Auf diese deutliche Kritik folgt Lob für Bischof Gebhard Fürst. „Sowohl im Tempo, als auch in der Wirkung haben der Bischof und die Diözesanleitung angemessen gehandelt, wie man es sich von der Kirche insgesamt auch gewünscht hätte.“ Fürst habe seit seinem Amtsantritt vor fast 20 Jahren das Thema Prävention vorangetrieben und Maßstäbe in der deutschen Kirchenlandschaft gesetzt.

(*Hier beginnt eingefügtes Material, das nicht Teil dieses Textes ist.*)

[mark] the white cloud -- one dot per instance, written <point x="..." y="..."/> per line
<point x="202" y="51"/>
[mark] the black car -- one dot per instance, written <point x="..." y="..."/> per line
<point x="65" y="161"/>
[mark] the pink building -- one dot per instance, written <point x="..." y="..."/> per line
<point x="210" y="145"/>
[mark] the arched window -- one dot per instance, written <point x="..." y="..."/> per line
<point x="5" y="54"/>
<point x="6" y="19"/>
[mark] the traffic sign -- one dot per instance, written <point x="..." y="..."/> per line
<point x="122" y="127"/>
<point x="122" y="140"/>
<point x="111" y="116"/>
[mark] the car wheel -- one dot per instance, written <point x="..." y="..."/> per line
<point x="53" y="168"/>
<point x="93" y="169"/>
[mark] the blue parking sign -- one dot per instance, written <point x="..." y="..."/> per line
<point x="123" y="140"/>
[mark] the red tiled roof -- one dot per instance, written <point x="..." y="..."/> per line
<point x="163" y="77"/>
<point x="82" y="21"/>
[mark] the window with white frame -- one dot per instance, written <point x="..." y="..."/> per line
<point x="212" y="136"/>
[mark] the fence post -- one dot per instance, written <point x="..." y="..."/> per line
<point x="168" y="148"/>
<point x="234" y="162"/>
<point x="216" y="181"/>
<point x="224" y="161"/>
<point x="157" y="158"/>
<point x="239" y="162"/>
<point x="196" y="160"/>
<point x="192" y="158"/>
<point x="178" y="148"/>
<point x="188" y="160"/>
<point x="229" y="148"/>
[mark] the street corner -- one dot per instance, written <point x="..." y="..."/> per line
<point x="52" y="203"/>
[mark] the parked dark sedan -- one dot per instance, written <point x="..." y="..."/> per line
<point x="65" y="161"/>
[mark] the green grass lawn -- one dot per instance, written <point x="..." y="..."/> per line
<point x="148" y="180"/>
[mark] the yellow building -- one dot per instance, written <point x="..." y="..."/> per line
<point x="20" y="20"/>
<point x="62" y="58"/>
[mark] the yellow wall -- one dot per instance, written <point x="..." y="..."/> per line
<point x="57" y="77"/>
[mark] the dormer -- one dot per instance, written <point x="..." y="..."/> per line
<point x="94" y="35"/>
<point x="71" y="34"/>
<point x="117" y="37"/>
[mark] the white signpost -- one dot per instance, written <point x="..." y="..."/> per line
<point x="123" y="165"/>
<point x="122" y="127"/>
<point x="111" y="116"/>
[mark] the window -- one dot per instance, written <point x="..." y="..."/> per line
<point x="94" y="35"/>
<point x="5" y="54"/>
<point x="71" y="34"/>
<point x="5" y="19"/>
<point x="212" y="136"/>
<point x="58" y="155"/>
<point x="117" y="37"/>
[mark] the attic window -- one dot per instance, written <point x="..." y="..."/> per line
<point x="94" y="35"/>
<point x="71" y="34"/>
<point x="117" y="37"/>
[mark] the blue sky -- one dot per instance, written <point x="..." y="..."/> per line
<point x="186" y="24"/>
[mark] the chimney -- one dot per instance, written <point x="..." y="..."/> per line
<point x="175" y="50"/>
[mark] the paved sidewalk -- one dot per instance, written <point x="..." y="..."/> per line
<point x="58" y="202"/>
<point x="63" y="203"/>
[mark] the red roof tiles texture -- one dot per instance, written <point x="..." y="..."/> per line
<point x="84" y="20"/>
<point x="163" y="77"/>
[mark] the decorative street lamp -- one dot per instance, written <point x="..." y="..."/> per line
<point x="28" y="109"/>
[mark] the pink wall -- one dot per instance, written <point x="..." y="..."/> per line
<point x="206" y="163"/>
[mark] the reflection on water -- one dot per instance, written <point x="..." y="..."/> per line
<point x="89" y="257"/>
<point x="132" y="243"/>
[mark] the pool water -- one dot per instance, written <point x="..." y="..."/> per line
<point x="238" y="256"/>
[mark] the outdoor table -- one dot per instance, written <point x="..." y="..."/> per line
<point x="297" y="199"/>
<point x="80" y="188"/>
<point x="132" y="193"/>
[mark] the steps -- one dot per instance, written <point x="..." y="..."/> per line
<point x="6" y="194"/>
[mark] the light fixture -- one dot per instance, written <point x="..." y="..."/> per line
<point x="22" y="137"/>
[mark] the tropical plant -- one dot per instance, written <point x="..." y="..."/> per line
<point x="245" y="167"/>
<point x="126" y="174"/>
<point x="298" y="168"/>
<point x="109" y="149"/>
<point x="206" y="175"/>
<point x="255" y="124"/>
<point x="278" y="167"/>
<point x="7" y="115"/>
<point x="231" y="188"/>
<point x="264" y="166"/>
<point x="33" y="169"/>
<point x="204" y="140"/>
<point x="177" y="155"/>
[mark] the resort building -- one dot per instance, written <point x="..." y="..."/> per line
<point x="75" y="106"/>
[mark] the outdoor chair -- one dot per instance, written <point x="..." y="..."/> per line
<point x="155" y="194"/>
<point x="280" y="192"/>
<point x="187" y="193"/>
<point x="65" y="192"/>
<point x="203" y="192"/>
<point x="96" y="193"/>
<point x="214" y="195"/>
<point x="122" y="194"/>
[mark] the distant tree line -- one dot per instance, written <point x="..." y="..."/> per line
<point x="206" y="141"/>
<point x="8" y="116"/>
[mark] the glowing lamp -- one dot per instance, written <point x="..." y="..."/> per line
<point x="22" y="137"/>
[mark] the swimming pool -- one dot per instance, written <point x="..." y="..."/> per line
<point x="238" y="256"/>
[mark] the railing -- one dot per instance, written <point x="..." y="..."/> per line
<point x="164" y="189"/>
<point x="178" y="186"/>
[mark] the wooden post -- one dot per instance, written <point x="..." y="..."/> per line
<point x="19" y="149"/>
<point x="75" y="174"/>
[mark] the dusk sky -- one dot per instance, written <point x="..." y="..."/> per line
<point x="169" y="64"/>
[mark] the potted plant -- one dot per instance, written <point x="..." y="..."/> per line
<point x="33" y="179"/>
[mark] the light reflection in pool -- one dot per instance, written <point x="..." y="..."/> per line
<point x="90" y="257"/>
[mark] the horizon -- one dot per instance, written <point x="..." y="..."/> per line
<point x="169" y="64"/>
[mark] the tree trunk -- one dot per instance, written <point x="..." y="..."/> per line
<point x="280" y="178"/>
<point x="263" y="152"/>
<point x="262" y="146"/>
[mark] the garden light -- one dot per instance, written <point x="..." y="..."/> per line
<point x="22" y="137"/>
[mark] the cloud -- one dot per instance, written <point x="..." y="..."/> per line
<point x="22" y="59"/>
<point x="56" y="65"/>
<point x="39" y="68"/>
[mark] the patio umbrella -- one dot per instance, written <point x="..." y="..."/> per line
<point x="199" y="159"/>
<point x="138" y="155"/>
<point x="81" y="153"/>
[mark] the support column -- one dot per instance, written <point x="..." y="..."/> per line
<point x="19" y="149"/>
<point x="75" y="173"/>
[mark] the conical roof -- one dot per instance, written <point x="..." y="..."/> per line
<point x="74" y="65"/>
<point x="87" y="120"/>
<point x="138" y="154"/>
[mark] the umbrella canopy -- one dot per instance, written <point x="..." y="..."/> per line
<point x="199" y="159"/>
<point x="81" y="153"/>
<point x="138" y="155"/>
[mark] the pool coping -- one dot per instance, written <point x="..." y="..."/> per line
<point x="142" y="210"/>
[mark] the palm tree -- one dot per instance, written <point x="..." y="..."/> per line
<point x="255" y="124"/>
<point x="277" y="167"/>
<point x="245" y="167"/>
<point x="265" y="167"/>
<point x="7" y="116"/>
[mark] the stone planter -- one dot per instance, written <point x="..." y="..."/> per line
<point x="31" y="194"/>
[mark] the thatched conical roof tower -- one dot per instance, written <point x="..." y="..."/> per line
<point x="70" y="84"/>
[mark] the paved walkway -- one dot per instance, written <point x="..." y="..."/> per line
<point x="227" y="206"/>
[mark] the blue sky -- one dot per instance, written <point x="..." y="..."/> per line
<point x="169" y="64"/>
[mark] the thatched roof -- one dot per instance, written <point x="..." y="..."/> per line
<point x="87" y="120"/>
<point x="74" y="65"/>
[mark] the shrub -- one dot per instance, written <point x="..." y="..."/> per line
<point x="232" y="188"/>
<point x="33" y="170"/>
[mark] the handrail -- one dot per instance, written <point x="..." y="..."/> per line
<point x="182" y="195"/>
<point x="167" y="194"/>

Am 25. Februar hatte Fürst in einem Brief an die Mitarbeiterschaft seiner Diözese Rottenburg-Stuttgart ein umfassendes Präventionskonzept gegen sexuellen Missbrauch gefordert. Fürst schlug darin unter anderem unabhängige Anlaufstellen für mögliche Opfer von sexuellem Missbrauch vor sowie eine Zertifizierung kirchlicher Einrichtungen, „die sich in der Prävention sexuellen Missbrauchs angemessen und kompetent verhalten“. Er betonte zudem, dass seine Diözese bei sexuellem Missbrauch „fallbezogen eng mit der Staatsanwaltschaft“zusammenarbeite. Im Schreiben des
Dekanats Friedrichshafen wird diese Zusammenarbeit als selbstverständlich und auch richtig bezeichnet. Generell wird im Schreiben des Dekanats Friedrichshafen eine Überarbeitung des kirchlichen Strafrechts begrüßt, die schon kurz vor dem Abschluss stehe.

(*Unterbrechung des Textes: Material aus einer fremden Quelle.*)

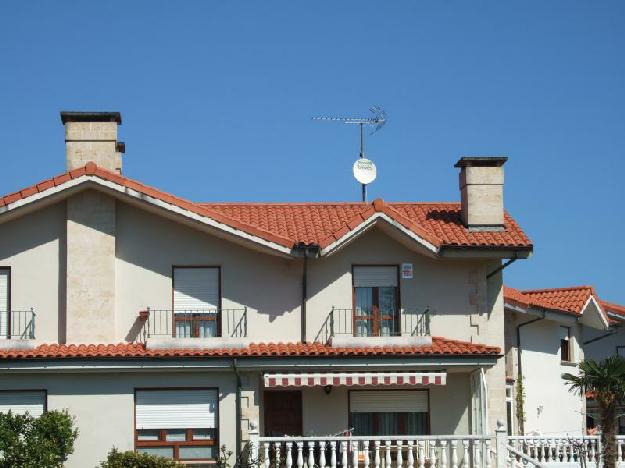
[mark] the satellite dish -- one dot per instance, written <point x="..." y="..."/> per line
<point x="364" y="171"/>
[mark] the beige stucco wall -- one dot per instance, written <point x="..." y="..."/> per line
<point x="103" y="405"/>
<point x="149" y="245"/>
<point x="33" y="246"/>
<point x="549" y="407"/>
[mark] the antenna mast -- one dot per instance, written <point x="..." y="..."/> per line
<point x="377" y="121"/>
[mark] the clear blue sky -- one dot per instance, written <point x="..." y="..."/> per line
<point x="217" y="98"/>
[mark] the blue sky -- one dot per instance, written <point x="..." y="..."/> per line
<point x="217" y="98"/>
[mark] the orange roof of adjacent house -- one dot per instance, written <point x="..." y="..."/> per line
<point x="569" y="300"/>
<point x="288" y="224"/>
<point x="439" y="347"/>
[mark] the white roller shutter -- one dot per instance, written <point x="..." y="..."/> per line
<point x="196" y="289"/>
<point x="22" y="402"/>
<point x="375" y="276"/>
<point x="176" y="409"/>
<point x="4" y="302"/>
<point x="400" y="401"/>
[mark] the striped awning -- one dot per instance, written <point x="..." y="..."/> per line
<point x="354" y="379"/>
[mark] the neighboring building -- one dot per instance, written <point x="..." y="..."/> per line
<point x="557" y="329"/>
<point x="171" y="327"/>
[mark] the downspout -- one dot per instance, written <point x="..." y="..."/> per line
<point x="237" y="411"/>
<point x="519" y="360"/>
<point x="306" y="251"/>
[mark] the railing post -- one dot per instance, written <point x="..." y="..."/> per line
<point x="254" y="444"/>
<point x="501" y="445"/>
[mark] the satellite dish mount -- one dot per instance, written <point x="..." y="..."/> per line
<point x="364" y="169"/>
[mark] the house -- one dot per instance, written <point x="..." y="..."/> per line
<point x="548" y="332"/>
<point x="173" y="327"/>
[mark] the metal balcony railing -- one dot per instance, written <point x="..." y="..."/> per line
<point x="366" y="323"/>
<point x="17" y="324"/>
<point x="196" y="323"/>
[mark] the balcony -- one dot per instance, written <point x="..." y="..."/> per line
<point x="357" y="327"/>
<point x="195" y="328"/>
<point x="17" y="328"/>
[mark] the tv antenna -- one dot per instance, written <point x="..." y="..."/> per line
<point x="364" y="169"/>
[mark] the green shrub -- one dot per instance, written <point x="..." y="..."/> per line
<point x="130" y="459"/>
<point x="43" y="442"/>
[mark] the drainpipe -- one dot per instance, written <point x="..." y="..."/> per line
<point x="237" y="451"/>
<point x="519" y="360"/>
<point x="306" y="251"/>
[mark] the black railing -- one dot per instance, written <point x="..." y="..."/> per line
<point x="195" y="323"/>
<point x="17" y="325"/>
<point x="359" y="322"/>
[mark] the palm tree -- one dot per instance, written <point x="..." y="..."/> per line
<point x="606" y="381"/>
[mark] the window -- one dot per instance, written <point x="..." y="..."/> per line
<point x="565" y="344"/>
<point x="179" y="424"/>
<point x="197" y="301"/>
<point x="4" y="302"/>
<point x="376" y="301"/>
<point x="32" y="402"/>
<point x="391" y="412"/>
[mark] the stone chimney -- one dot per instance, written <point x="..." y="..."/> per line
<point x="92" y="136"/>
<point x="481" y="192"/>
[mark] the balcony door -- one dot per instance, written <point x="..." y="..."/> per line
<point x="196" y="302"/>
<point x="376" y="301"/>
<point x="4" y="303"/>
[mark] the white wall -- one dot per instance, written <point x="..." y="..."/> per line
<point x="549" y="407"/>
<point x="103" y="405"/>
<point x="33" y="246"/>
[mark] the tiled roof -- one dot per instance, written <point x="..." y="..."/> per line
<point x="439" y="347"/>
<point x="288" y="224"/>
<point x="323" y="223"/>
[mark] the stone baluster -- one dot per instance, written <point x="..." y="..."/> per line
<point x="454" y="453"/>
<point x="465" y="454"/>
<point x="344" y="454"/>
<point x="487" y="456"/>
<point x="477" y="449"/>
<point x="376" y="454"/>
<point x="276" y="447"/>
<point x="300" y="454"/>
<point x="322" y="454"/>
<point x="433" y="455"/>
<point x="387" y="454"/>
<point x="443" y="454"/>
<point x="365" y="446"/>
<point x="311" y="454"/>
<point x="421" y="453"/>
<point x="266" y="460"/>
<point x="410" y="454"/>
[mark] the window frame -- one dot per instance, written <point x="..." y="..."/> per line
<point x="30" y="390"/>
<point x="428" y="414"/>
<point x="377" y="317"/>
<point x="9" y="273"/>
<point x="568" y="347"/>
<point x="199" y="317"/>
<point x="175" y="445"/>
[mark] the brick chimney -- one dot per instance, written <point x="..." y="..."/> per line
<point x="481" y="192"/>
<point x="92" y="136"/>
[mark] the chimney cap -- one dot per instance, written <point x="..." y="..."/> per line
<point x="72" y="116"/>
<point x="481" y="161"/>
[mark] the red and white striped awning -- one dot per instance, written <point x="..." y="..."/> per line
<point x="354" y="379"/>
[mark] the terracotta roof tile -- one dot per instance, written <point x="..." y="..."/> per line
<point x="288" y="224"/>
<point x="440" y="347"/>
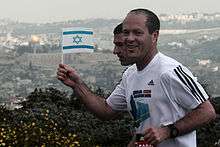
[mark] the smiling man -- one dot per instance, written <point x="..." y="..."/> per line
<point x="164" y="98"/>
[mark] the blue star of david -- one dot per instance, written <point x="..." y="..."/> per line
<point x="77" y="39"/>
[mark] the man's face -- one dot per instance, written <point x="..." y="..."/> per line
<point x="136" y="37"/>
<point x="119" y="49"/>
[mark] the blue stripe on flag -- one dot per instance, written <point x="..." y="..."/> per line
<point x="78" y="46"/>
<point x="78" y="32"/>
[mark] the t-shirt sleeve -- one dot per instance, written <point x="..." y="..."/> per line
<point x="117" y="99"/>
<point x="183" y="88"/>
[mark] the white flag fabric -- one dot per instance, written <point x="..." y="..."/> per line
<point x="77" y="40"/>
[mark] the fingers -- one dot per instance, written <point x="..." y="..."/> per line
<point x="62" y="72"/>
<point x="152" y="136"/>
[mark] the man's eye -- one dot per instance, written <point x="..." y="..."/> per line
<point x="125" y="32"/>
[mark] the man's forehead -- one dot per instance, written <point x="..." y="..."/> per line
<point x="118" y="37"/>
<point x="134" y="19"/>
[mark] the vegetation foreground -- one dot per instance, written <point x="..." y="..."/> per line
<point x="50" y="117"/>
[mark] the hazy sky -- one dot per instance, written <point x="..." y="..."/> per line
<point x="61" y="10"/>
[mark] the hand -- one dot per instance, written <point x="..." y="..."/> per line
<point x="154" y="136"/>
<point x="68" y="75"/>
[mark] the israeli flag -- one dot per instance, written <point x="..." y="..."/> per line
<point x="77" y="40"/>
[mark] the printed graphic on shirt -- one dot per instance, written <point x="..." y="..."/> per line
<point x="190" y="83"/>
<point x="151" y="82"/>
<point x="139" y="106"/>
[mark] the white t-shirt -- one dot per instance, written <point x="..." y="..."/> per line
<point x="160" y="94"/>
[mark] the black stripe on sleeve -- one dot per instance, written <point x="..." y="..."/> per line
<point x="188" y="84"/>
<point x="195" y="85"/>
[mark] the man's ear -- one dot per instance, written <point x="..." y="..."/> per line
<point x="155" y="36"/>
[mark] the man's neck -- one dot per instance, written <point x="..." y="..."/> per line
<point x="147" y="59"/>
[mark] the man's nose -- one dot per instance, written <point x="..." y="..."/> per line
<point x="116" y="50"/>
<point x="130" y="37"/>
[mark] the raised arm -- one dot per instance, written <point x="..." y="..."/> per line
<point x="94" y="103"/>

Alle Ehrenamtlichen und beruflich Tätigen, schreiben Bernd Herbinger und Bernhard Vesenmayer, unterstützten die Diözesanleitung von Bischof Fürst, trügen eine sehr weitgehende und umfassende Präventaionsarbeit sowie sein Schutzkonzept sexuelle Prävention mit. Diese Unterstützung schließe die Vorlage eines erweiterten polizeiliches Führungszeugnis bei Mitarbeitern im Kinder- und Jugendbereich mit ein. Der Dekanatsrat will in seiner nächsten Sitzung am 19. März über das Schutzkonzept beraten und es dann für das katholische Dekanat Friedrichshafen voraussichtlich auch beschließen.